The biopic of a sprinter who survived India's partition but fell short in his most famous race swept Bollywood's awards Sunday in a party that brought US stars to the dance floor.
"Bhaag Milka Bhaag," the story of Olympian Milka Singh, took the prizes for best picture, best director and best actor at the International Indian Film Academy awards in a marathon gala at a packed stadium in Tampa, Florida, in the event's first time in the United States.
Director Rakeysh Omprakash Mehra dedicated the prize to the now 84-year-old Singh, who took the stage and said: "This goes to the boys and girls of India, who deserve to win the gold."
Singh was born in what is now Pakistan and watched as his family, including both of his parents, were slaughtered in the communal bloodbath that engulfed India as it was partitioned along religious lines at independence in 1947.
He discovered running while in the army and was recruited to race for India at the 1960 Summer Olympics in Rome. The turbaned Singh took on the nickname "the Flying Sikh" after a remark by Pakistan's then leader Ayub Khan.
Singh had been a favorite in the 400-meter final but slipped behind after a promising start, ending fourth. Still, he is considered an athletic legend in India, which rarely performs well in international competitions other than cricket.
“He lost the most important race of his life, but he won in life,” director Mehra said.
Farhan Akhtar, one of the hosts of the awards ceremony, won best actor for the role. Singh said that watching the movie -- which translates as "Run, Milkha, Run" -- marked one of the three times in life that he cried along with his parents' death and his Olympic failure.

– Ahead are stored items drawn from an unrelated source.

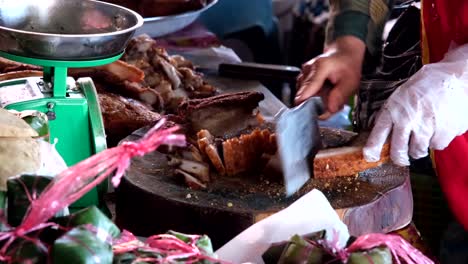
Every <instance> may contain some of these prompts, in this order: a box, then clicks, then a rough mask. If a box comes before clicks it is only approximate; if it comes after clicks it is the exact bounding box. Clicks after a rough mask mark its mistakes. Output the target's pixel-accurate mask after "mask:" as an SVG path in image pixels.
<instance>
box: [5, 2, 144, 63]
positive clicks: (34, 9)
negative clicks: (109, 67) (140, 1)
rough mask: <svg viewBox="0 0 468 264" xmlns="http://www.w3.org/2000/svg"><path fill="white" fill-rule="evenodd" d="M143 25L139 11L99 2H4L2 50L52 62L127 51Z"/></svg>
mask: <svg viewBox="0 0 468 264" xmlns="http://www.w3.org/2000/svg"><path fill="white" fill-rule="evenodd" d="M142 25H143V18H142V17H141V16H140V15H139V14H137V13H136V12H134V11H132V10H130V9H127V8H123V7H120V6H117V5H113V4H109V3H104V2H100V1H94V0H13V1H12V0H0V50H1V51H4V52H7V53H10V54H14V55H19V56H25V57H32V58H41V59H50V60H92V59H100V58H105V57H111V56H114V55H117V54H119V53H121V52H123V51H124V49H125V47H126V46H127V44H128V41H129V40H130V39H131V38H132V36H133V34H134V33H135V31H136V30H137V29H138V28H139V27H141V26H142Z"/></svg>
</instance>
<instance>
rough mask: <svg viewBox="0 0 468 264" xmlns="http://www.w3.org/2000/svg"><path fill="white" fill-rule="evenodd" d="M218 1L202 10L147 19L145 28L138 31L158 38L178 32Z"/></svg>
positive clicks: (136, 33)
mask: <svg viewBox="0 0 468 264" xmlns="http://www.w3.org/2000/svg"><path fill="white" fill-rule="evenodd" d="M217 2H218V0H211V1H209V3H208V4H207V5H206V6H204V7H203V8H201V9H198V10H194V11H189V12H186V13H182V14H177V15H171V16H160V17H148V18H145V19H144V21H145V23H144V24H143V26H142V27H141V28H140V29H138V30H137V33H136V34H137V35H138V34H148V35H149V36H151V37H153V38H156V37H161V36H164V35H168V34H170V33H174V32H177V31H179V30H181V29H183V28H185V27H186V26H188V25H190V24H192V23H193V22H194V21H195V20H196V19H197V18H198V17H199V16H200V15H201V14H202V13H203V12H205V11H206V10H208V9H209V8H210V7H212V6H213V5H215V4H216V3H217Z"/></svg>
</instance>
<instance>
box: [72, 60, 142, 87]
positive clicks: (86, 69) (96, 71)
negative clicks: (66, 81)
mask: <svg viewBox="0 0 468 264" xmlns="http://www.w3.org/2000/svg"><path fill="white" fill-rule="evenodd" d="M68 75H70V76H73V77H74V78H80V77H91V78H93V79H98V80H104V81H106V82H109V83H118V82H124V81H130V82H141V81H143V79H144V78H145V74H144V72H143V71H141V70H140V69H138V68H137V67H135V66H133V65H130V64H128V63H126V62H123V61H120V60H119V61H116V62H113V63H111V64H107V65H103V66H99V67H90V68H70V69H68Z"/></svg>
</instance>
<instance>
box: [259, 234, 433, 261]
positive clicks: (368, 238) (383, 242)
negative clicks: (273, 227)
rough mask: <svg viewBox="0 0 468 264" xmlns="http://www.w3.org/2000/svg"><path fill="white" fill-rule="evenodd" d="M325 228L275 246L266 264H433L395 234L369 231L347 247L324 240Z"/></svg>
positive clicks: (357, 238) (264, 257)
mask: <svg viewBox="0 0 468 264" xmlns="http://www.w3.org/2000/svg"><path fill="white" fill-rule="evenodd" d="M325 234H326V232H325V231H320V232H316V233H312V234H310V235H306V236H299V235H295V236H293V237H292V238H291V239H290V240H289V241H287V242H284V243H279V244H275V245H272V246H271V247H270V248H269V249H268V250H267V251H266V252H265V253H264V254H263V255H262V258H263V260H264V262H265V263H266V264H270V263H274V264H276V263H278V264H289V263H291V264H292V263H304V264H322V263H328V264H393V263H395V262H396V263H400V261H404V262H403V263H433V262H432V261H431V260H429V259H428V258H427V257H425V256H424V255H423V254H422V253H421V252H419V251H418V250H417V249H415V248H413V247H412V246H411V245H410V244H409V243H408V242H406V241H405V240H403V239H402V238H401V237H399V236H396V235H384V234H369V235H365V236H362V237H358V238H355V237H351V238H350V239H349V241H348V245H347V246H346V247H345V248H339V247H338V246H337V241H338V240H337V239H336V240H335V241H327V240H326V239H325Z"/></svg>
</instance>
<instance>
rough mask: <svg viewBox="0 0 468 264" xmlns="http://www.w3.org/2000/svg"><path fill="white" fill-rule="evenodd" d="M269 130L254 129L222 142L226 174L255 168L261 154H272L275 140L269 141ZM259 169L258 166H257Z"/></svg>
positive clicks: (253, 168) (270, 132)
mask: <svg viewBox="0 0 468 264" xmlns="http://www.w3.org/2000/svg"><path fill="white" fill-rule="evenodd" d="M271 135H272V133H271V132H270V131H269V130H259V129H256V130H254V131H253V132H252V133H251V134H244V135H241V136H240V137H237V138H231V139H228V140H226V141H224V142H223V153H224V154H223V157H224V165H225V167H226V174H227V175H236V174H239V173H242V172H246V171H250V170H252V169H255V166H256V165H257V164H258V163H259V161H260V159H261V158H262V156H263V154H264V153H266V154H270V155H273V154H274V153H275V152H276V142H274V144H272V142H271ZM257 169H259V168H257Z"/></svg>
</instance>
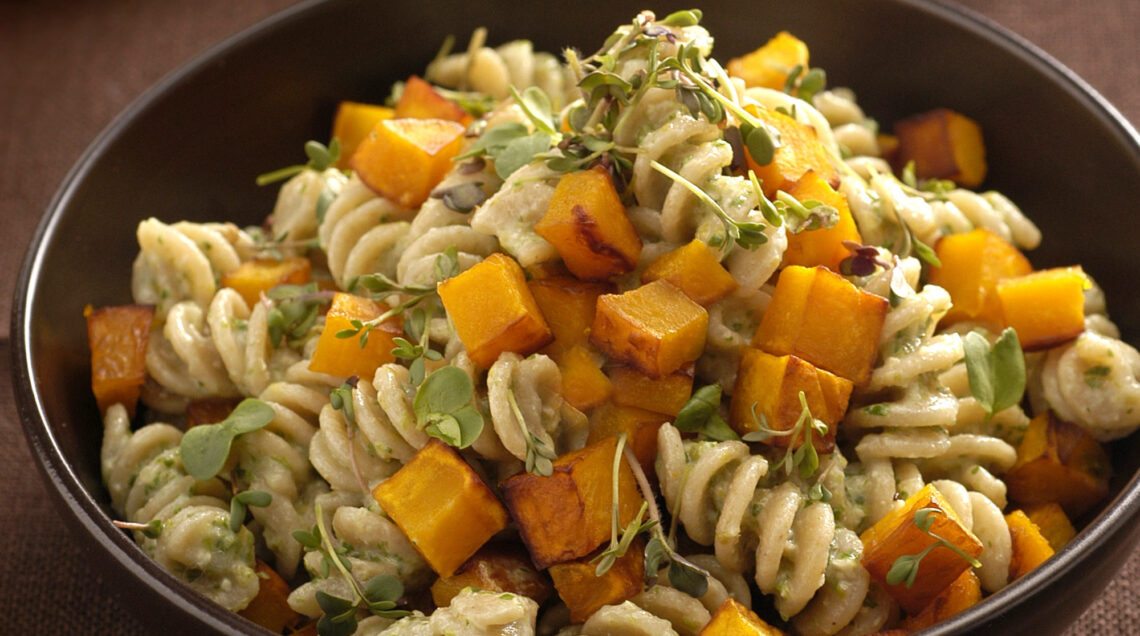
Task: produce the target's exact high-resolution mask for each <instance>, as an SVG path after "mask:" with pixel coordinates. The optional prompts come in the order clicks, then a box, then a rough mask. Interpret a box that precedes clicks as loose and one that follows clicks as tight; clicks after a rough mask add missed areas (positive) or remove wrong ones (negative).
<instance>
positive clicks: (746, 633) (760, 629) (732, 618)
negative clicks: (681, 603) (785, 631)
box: [698, 597, 784, 636]
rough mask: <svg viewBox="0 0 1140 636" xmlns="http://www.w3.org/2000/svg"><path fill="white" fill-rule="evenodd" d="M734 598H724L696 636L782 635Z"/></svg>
mask: <svg viewBox="0 0 1140 636" xmlns="http://www.w3.org/2000/svg"><path fill="white" fill-rule="evenodd" d="M783 634H784V631H783V630H782V629H779V628H776V627H772V626H771V625H768V623H767V622H765V621H764V619H762V618H760V617H758V615H756V612H754V611H751V610H749V609H748V608H746V606H744V605H742V604H741V603H740V602H739V601H736V600H735V598H732V597H728V598H725V601H724V603H720V606H719V608H717V610H716V612H715V613H714V614H712V620H710V621H708V623H706V625H705V628H703V629H701V633H700V634H699V635H698V636H783Z"/></svg>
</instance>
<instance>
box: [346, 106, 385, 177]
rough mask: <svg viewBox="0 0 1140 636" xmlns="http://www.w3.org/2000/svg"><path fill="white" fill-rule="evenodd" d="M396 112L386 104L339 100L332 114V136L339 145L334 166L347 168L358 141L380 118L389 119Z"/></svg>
mask: <svg viewBox="0 0 1140 636" xmlns="http://www.w3.org/2000/svg"><path fill="white" fill-rule="evenodd" d="M394 116H396V112H394V111H392V109H391V108H389V107H388V106H377V105H375V104H361V103H359V101H341V103H340V105H337V106H336V115H334V116H333V138H334V139H336V140H337V141H339V142H340V145H341V154H340V156H339V157H337V158H336V168H340V169H341V170H348V169H349V162H350V160H351V158H352V154H353V153H356V149H357V148H359V147H360V141H364V138H365V137H367V136H368V133H369V132H372V129H374V128H376V124H377V123H380V121H381V120H390V119H392V117H394Z"/></svg>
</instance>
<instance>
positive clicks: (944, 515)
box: [861, 484, 983, 614]
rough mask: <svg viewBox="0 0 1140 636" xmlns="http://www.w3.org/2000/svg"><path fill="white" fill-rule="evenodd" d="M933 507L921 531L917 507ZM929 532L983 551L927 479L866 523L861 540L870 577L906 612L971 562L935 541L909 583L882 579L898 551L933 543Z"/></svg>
mask: <svg viewBox="0 0 1140 636" xmlns="http://www.w3.org/2000/svg"><path fill="white" fill-rule="evenodd" d="M926 508H933V509H934V511H935V512H934V513H930V515H929V517H927V520H928V521H929V522H930V523H931V524H930V529H929V530H930V531H929V532H923V531H922V530H921V529H920V528H919V527H918V525H917V524H915V522H917V521H918V519H915V515H917V513H919V512H920V511H923V509H926ZM934 535H937V536H938V537H942V538H943V539H945V540H946V541H947V543H950V544H953V545H954V546H958V548H959V549H961V551H962V552H964V553H966V554H968V555H970V556H971V557H974V558H977V557H978V555H979V554H982V548H983V546H982V541H979V540H978V538H977V537H975V536H974V533H972V532H970V531H969V530H968V529H967V528H966V527H964V525H962V522H961V521H960V520H959V519H958V515H956V514H954V511H953V508H951V507H950V505H948V504H947V503H946V500H945V499H944V498H943V496H942V494H941V492H938V489H937V488H935V487H934V486H931V484H927V486H926V487H923V488H922V489H921V490H919V491H918V492H915V494H914V495H911V496H910V497H907V498H906V503H905V504H904V505H903V506H898V507H896V508H894V509H893V511H891V512H889V513H887V515H885V516H884V517H882V519H880V520H879V521H878V522H876V524H874V525H872V527H871V528H869V529H866V530H865V531H864V532H863V535H862V537H861V539H862V540H863V566H864V568H866V571H868V572H870V574H871V577H872V578H873V579H874V580H876V581H878V584H879V585H881V586H882V587H884V589H886V590H887V592H888V593H889V594H890V596H891V597H894V598H895V601H897V602H898V605H899V606H901V608H903V610H905V611H906V612H907V613H910V614H917V613H919V612H921V611H922V610H923V609H925V608H926V606H927V605H929V604H930V603H931V602H933V601H934V600H935V598H936V597H937V596H938V595H939V594H941V593H942V592H943V590H944V589H946V587H947V586H950V585H951V584H952V582H954V579H956V578H958V577H960V576H961V574H962V572H964V571H966V570H968V569H969V568H970V563H969V562H968V561H967V560H966V558H962V556H961V555H960V554H958V553H956V552H954V551H952V549H950V548H948V547H946V546H944V545H938V546H936V547H935V548H934V549H931V551H930V552H929V553H927V554H926V556H925V557H922V560H921V561H920V562H918V564H917V565H915V566H917V568H918V573H917V574H915V577H914V581H913V585H911V586H910V587H906V585H905V584H904V582H899V584H889V582H887V572H889V571H890V568H891V565H894V564H895V562H896V560H898V558H899V557H907V558H910V557H912V556H913V555H918V554H921V553H922V551H923V549H926V548H927V547H929V546H931V545H934V544H936V543H938V539H935V537H934Z"/></svg>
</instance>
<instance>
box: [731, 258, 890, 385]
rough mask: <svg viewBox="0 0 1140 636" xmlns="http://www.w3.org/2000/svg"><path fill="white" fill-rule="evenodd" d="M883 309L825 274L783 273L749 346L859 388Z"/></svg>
mask: <svg viewBox="0 0 1140 636" xmlns="http://www.w3.org/2000/svg"><path fill="white" fill-rule="evenodd" d="M887 304H888V303H887V299H885V297H882V296H878V295H874V294H872V293H869V292H864V291H863V290H860V288H858V287H856V286H855V285H852V284H850V283H849V282H847V279H845V278H844V277H841V276H839V275H838V274H836V272H833V271H831V270H829V269H827V268H822V267H815V268H803V267H797V266H791V267H785V268H784V269H783V271H781V272H780V278H779V280H777V282H776V288H775V292H774V293H773V294H772V302H771V303H769V304H768V308H767V310H766V311H765V312H764V317H763V318H760V324H759V326H758V327H757V328H756V335H755V336H754V337H752V346H756V348H758V349H763V350H765V351H767V352H768V353H772V354H774V356H788V354H792V356H797V357H800V358H803V359H805V360H807V361H808V362H812V364H813V365H815V366H817V367H820V368H822V369H825V370H829V372H831V373H833V374H836V375H838V376H840V377H845V378H847V380H849V381H852V382H853V383H854V384H855V385H856V386H858V385H861V384H864V383H866V381H868V380H870V377H871V368H872V367H873V366H874V359H876V356H877V354H878V351H879V334H880V332H881V331H882V321H884V320H885V319H886V317H887Z"/></svg>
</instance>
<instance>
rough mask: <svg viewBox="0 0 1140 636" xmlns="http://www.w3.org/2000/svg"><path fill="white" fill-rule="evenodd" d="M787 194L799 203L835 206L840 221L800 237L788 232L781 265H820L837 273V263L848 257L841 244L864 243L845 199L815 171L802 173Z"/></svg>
mask: <svg viewBox="0 0 1140 636" xmlns="http://www.w3.org/2000/svg"><path fill="white" fill-rule="evenodd" d="M788 194H790V195H791V196H793V197H796V201H799V202H800V203H806V202H808V201H819V202H820V203H822V204H824V205H829V206H831V207H834V209H836V211H837V212H839V220H838V221H837V222H836V225H834V226H832V227H830V228H821V229H813V230H806V231H801V233H799V234H790V233H789V234H788V248H787V250H784V255H783V259H784V260H783V262H784V264H785V266H793V264H795V266H803V267H815V266H823V267H825V268H828V269H830V270H831V271H839V263H840V262H842V260H844V259H846V258H847V256H849V255H850V251H849V250H848V248H847V246H846V245H844V242H845V240H852V242H854V243H860V244H862V243H863V237H862V236H860V233H858V228H856V227H855V218H854V217H852V211H850V206H848V205H847V197H845V196H844V195H841V194H839V193H837V191H836V190H834V189H833V188H832V187H831V186H830V185H829V184H828V182H827V181H825V180H823V179H822V178H821V177H820V176H819V174H816V173H815V171H807V172H805V173H804V176H803V177H800V178H799V180H798V181H796V182H795V184H793V185H792V186H791V188H790V189H789V190H788Z"/></svg>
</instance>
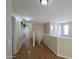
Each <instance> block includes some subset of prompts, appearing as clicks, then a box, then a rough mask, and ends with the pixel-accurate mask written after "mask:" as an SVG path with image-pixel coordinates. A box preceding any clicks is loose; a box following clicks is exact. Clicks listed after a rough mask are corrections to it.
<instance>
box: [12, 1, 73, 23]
mask: <svg viewBox="0 0 79 59" xmlns="http://www.w3.org/2000/svg"><path fill="white" fill-rule="evenodd" d="M12 8H13V14H14V15H20V16H26V17H31V18H32V19H33V20H31V21H33V22H43V23H45V22H55V21H56V22H57V21H58V22H59V21H71V20H72V0H49V3H48V5H47V6H42V5H41V4H40V0H12Z"/></svg>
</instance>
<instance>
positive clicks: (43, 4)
mask: <svg viewBox="0 0 79 59" xmlns="http://www.w3.org/2000/svg"><path fill="white" fill-rule="evenodd" d="M40 3H41V4H42V5H47V3H48V0H40Z"/></svg>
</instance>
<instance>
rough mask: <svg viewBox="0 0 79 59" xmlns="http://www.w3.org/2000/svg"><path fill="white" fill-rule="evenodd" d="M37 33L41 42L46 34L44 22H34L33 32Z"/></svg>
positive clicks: (32, 23)
mask: <svg viewBox="0 0 79 59" xmlns="http://www.w3.org/2000/svg"><path fill="white" fill-rule="evenodd" d="M33 32H34V33H35V34H36V37H37V40H38V42H39V43H40V42H41V40H42V39H43V35H44V24H41V23H32V33H33Z"/></svg>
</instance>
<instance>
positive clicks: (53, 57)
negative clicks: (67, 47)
mask: <svg viewBox="0 0 79 59" xmlns="http://www.w3.org/2000/svg"><path fill="white" fill-rule="evenodd" d="M13 59H64V58H61V57H57V56H56V55H55V54H54V53H53V52H52V51H51V50H50V49H49V48H48V47H47V46H46V45H45V44H44V43H43V42H41V44H40V45H38V44H37V45H36V46H35V47H33V46H32V44H29V46H28V47H26V46H25V45H23V46H22V47H21V49H20V50H19V52H18V53H17V54H16V57H14V58H13Z"/></svg>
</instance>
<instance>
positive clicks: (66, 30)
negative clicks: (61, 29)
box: [63, 24, 69, 35]
mask: <svg viewBox="0 0 79 59" xmlns="http://www.w3.org/2000/svg"><path fill="white" fill-rule="evenodd" d="M63 34H64V35H68V34H69V26H68V24H66V25H63Z"/></svg>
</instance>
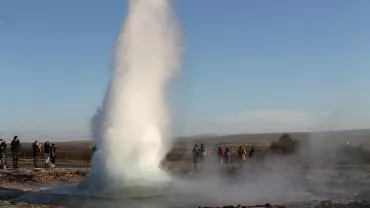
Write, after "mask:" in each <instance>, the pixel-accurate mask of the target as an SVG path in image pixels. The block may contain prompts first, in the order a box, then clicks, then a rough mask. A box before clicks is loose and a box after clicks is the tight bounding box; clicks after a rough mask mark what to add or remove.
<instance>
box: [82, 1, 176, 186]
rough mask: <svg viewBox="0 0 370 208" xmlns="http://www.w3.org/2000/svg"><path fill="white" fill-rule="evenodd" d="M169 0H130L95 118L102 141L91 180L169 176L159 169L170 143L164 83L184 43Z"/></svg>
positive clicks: (148, 181) (99, 146) (97, 134)
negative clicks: (107, 83)
mask: <svg viewBox="0 0 370 208" xmlns="http://www.w3.org/2000/svg"><path fill="white" fill-rule="evenodd" d="M178 31H179V30H178V27H177V22H176V20H175V18H174V15H173V13H172V10H171V5H170V1H169V0H129V1H128V11H127V17H126V21H125V23H124V25H123V27H122V30H121V32H120V34H119V36H118V40H117V49H116V54H115V59H114V64H113V70H112V77H111V81H110V85H109V87H108V90H107V93H106V97H105V99H104V102H103V105H102V107H101V109H99V111H98V112H97V114H96V115H95V116H94V118H93V120H92V136H93V139H94V141H95V143H96V144H97V146H98V151H97V152H96V153H95V154H94V158H93V166H92V170H91V176H90V178H93V179H92V180H89V181H90V183H103V184H104V185H107V186H112V185H113V184H114V186H121V187H122V186H125V187H127V186H147V185H153V184H157V183H161V182H164V181H167V180H168V179H169V177H168V175H167V174H166V173H165V172H164V171H163V170H161V169H160V167H159V165H160V162H161V160H162V158H163V157H164V156H165V154H166V153H167V151H168V148H170V146H171V138H170V135H169V133H170V132H169V129H170V128H169V127H170V125H169V112H168V111H167V107H166V101H165V93H166V90H165V86H166V83H167V82H168V80H169V79H170V78H171V76H172V75H173V74H174V72H176V71H177V70H178V69H179V60H180V52H181V50H180V49H181V48H180V44H179V43H180V42H179V33H178Z"/></svg>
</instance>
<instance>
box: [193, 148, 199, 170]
mask: <svg viewBox="0 0 370 208" xmlns="http://www.w3.org/2000/svg"><path fill="white" fill-rule="evenodd" d="M198 151H199V150H198V145H197V144H194V147H193V149H192V155H193V166H194V171H195V172H197V171H198V161H199V158H198Z"/></svg>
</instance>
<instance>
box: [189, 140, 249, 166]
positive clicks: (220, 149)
mask: <svg viewBox="0 0 370 208" xmlns="http://www.w3.org/2000/svg"><path fill="white" fill-rule="evenodd" d="M192 153H193V165H194V170H195V171H196V172H197V171H198V170H199V166H200V165H201V163H202V162H203V161H204V158H205V156H206V148H205V146H204V144H201V145H200V147H199V146H198V144H195V145H194V146H193V149H192ZM254 153H255V147H254V146H253V145H252V146H250V147H249V148H248V149H246V148H245V147H243V146H239V147H238V150H237V152H236V153H235V152H234V151H233V150H231V149H230V148H229V147H226V148H222V147H218V148H217V157H218V161H219V163H220V164H221V165H224V164H225V165H226V166H227V167H228V166H229V165H230V164H231V162H232V155H236V156H237V157H236V158H237V160H238V161H237V162H239V164H240V165H242V164H243V162H245V161H246V160H247V158H250V159H251V158H252V157H253V156H254Z"/></svg>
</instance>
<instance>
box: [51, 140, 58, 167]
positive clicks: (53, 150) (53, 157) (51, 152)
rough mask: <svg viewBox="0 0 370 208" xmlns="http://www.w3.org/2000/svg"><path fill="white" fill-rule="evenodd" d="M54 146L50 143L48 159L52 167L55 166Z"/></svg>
mask: <svg viewBox="0 0 370 208" xmlns="http://www.w3.org/2000/svg"><path fill="white" fill-rule="evenodd" d="M56 149H57V148H56V147H55V144H52V145H51V148H50V160H51V164H52V166H53V167H55V159H56V158H55V151H56Z"/></svg>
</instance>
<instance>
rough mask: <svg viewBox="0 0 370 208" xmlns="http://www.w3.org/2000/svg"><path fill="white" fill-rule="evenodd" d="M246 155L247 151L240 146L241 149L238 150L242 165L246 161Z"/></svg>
mask: <svg viewBox="0 0 370 208" xmlns="http://www.w3.org/2000/svg"><path fill="white" fill-rule="evenodd" d="M246 154H247V153H246V151H245V149H244V148H243V146H239V149H238V157H239V160H240V162H241V163H242V162H243V161H245V159H246Z"/></svg>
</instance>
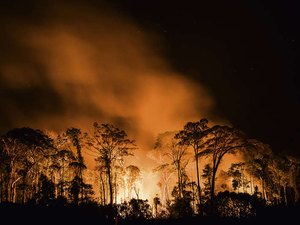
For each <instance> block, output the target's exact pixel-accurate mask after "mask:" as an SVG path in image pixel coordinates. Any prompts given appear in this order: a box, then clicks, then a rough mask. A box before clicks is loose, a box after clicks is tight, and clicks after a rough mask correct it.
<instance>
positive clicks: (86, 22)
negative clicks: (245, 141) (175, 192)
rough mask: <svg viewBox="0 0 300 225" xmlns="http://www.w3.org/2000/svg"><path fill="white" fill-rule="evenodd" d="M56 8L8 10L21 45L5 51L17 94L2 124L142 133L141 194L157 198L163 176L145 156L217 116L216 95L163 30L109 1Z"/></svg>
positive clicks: (129, 159)
mask: <svg viewBox="0 0 300 225" xmlns="http://www.w3.org/2000/svg"><path fill="white" fill-rule="evenodd" d="M48 10H49V12H51V14H49V13H46V12H43V13H44V14H43V16H40V15H39V17H42V18H40V21H38V22H37V23H33V22H32V21H27V20H26V19H24V20H23V18H17V19H16V18H10V17H7V18H6V20H7V21H9V23H7V24H5V25H4V26H6V28H7V29H5V31H4V34H5V38H7V39H9V40H10V41H9V42H10V43H11V45H12V46H13V47H12V50H11V51H10V52H5V53H4V57H6V58H7V60H5V61H2V62H1V64H0V75H1V81H2V85H3V87H2V88H5V89H6V91H7V90H8V91H10V92H11V93H14V98H7V99H5V101H6V102H5V105H6V108H5V109H2V110H4V115H5V118H4V119H5V121H6V122H5V124H4V126H1V129H5V131H7V130H8V129H10V128H12V127H22V126H30V127H36V128H40V129H48V130H52V131H55V132H57V133H59V132H61V131H63V130H65V129H66V128H68V127H71V126H75V127H79V128H81V129H82V130H84V131H89V129H90V126H91V124H92V123H93V122H94V121H99V122H102V123H113V124H115V125H117V126H120V127H121V128H122V129H125V130H126V131H127V132H128V134H129V136H130V137H132V138H134V139H135V140H137V144H138V147H139V149H138V150H137V151H136V152H135V157H132V158H131V159H129V161H132V162H134V164H136V165H137V166H139V167H141V170H142V174H143V180H142V181H141V182H142V185H143V188H142V189H143V193H141V195H142V197H144V198H151V197H152V196H154V195H155V193H157V190H155V187H153V186H155V184H156V183H157V182H156V181H154V180H156V179H157V177H156V175H154V174H153V173H152V169H153V165H155V164H154V163H153V161H152V160H151V159H148V158H147V157H145V156H146V155H147V152H148V151H149V150H150V149H151V148H152V147H153V143H154V140H155V137H156V135H157V134H159V133H161V132H163V131H165V130H178V129H180V128H181V127H182V126H183V125H184V123H185V122H186V121H188V120H197V119H198V118H200V117H202V116H209V112H210V110H211V108H212V107H213V100H212V98H211V97H210V96H209V95H208V93H207V91H206V90H205V88H204V87H202V86H201V85H199V84H197V85H196V84H194V83H192V82H191V81H190V80H187V79H186V78H185V77H184V74H179V73H176V72H175V71H174V70H172V68H171V67H170V66H169V65H168V62H167V61H166V60H165V59H164V57H163V56H162V55H163V54H162V53H163V47H162V45H163V42H164V40H163V39H162V38H161V37H158V36H156V35H155V34H154V33H151V32H150V31H145V30H143V29H142V28H141V27H139V26H138V25H137V24H135V23H134V22H133V21H132V20H131V19H130V18H128V17H126V16H124V15H121V14H120V13H117V12H114V11H112V10H111V9H110V8H109V7H108V6H107V5H103V10H101V11H100V12H99V11H97V12H95V11H94V10H93V9H92V8H88V7H82V6H81V5H76V4H75V6H72V7H70V6H68V7H66V6H65V5H63V4H58V5H55V6H53V5H51V4H49V8H48V7H47V11H48ZM41 15H42V14H41ZM19 24H22V26H19ZM11 27H13V28H14V29H11ZM2 54H3V53H2ZM25 102H26V103H25ZM24 104H27V105H25V106H24ZM199 112H201V113H199ZM87 157H89V155H87ZM89 162H90V164H89V165H90V167H91V168H93V166H94V160H93V159H89ZM149 184H151V185H149Z"/></svg>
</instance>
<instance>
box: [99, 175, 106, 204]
mask: <svg viewBox="0 0 300 225" xmlns="http://www.w3.org/2000/svg"><path fill="white" fill-rule="evenodd" d="M100 182H101V184H100V186H101V188H102V190H101V189H100V192H101V193H100V196H101V201H102V205H105V204H106V199H105V183H104V180H103V177H102V172H100Z"/></svg>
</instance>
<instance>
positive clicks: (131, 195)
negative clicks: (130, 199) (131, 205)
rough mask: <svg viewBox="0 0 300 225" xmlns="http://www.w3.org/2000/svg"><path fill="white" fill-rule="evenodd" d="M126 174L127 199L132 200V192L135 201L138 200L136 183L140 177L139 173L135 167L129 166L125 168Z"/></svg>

Best leading actress went to Deepika Padukone, who was nominated for three films. She won for "Chennai Express," an action film in which she stars opposite superstar Shah Rukh Khan who skipped the Tampa awards to concentrate on a movie shoot.
The romantic musical sequel "Aashiqui 2" swept all four prizes for music.
- Indian dancing, American flavor -
The International Indian Film Academy always holds its awards outside of India in a bid to show Bollywood's international appeal.
The first US edition brought two leading names of Hollywood, John Travolta and Kevin Spacey, who delighted the crowd packed into the Tampa Bay Buccaneers football team's 66,000-seat capacity stadium by trying their best at Indian dancing.
"House of Cards" star Spacey, who was wearing a tuxedo, donned an Indian lungi around his waist to cheers from the crowd. Travolta showed off his legendary "Saturday Night Fever" moves but also took the stage to dance Bollywood-style to the on-spot guidance of actress Priyanka Chopra.
Chopra saluted Travolta, saying, "No one else could have done that with no rehearsal."
The awards went on for more than five hours, ending past 3 am (0700 GMT), and was not without technical glitches including video segments that were played at incorrect times.
But Bollywood's performers revved up the audience with rousing dance numbers. Hrithik Roshan took inspiration from his award-nominated superhero character in "Krrish 3" by appearing in a science-fiction costume of flashing neon.
The awards also tried to take on an American flavor with one dance featuring pom-pom-waving cheerleaders. Hosts Akhtar and Shahid Kapoor alluded to Tampa's history by entering the show dressed as pirates and playfully wrestling a key to the city from Mayor Bob Buckhorn, himself in Indian formal attire.
The awards ceremony, held in the midst of elections in India, mostly steered clear of politics. But Bollywood legend-turned-politician Shatrughan Sinha gave a veiled plug to the Hindu nationalist Bharatiya Janata Party as he received a lifetime achievement award.
Several Bollywood actors including top star Anil Kapoor made appeals for women's rights in the wake of a series of horrific rapes in India.